USD funding, never a dull moment 

May 27, 2024 Nicolas Van Klinkenberg

The basics of financial markets, the interbank offered rates needed a good haul over after the financial crisis in 2008. Changing the LIBOR (London Interbank Offered Rate) had a tremendous impact on the financial sector, so it took till 2021 to introduce the SOFR (Secured Overnight Financing Rate). A replacement of the Libor. But not?  

One of the major impacts for borrowers of the change to SOFR is that the SOFR does not reflect the credit risk of the party guaranteeing the SOFR 

To monetize this credit risk aspect, the Credit Adjustment Swap (CAS) was introduced. The CAS is a fixed rate that can be added to the SOFR. The aggregate of the SOFR and the CAS is the standard reference rate for a financing in USD. 

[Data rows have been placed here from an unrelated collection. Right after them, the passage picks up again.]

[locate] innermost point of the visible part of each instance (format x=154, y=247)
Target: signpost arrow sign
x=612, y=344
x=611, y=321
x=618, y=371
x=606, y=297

Often European banks will add a liquidity premium on top of the margin (spread) you pay for your USD funding. So calculating the cost of your USD funding looks like the following:

SOFR + CAS + Liquidity Premium + Margin = USD Funding cost.  

Doesn’t that feel like paying double on top of more?  

Confirmed! Banks remain reluctant on this, but there is a tendency in larger type of syndications to banks accepting not to calculate the CAS anymore. This trend is fueled by the fact that the SOFR is now being accepted as the new standard rate. The credit risk element seemed to be somewhat overweighted at creation of the SOFR and does not seem to be valued anymore. 

Negotiating your next USD funding documentation? Take this element into account, it can save 11 to 30 bps (depending on the term) on your next USD funding!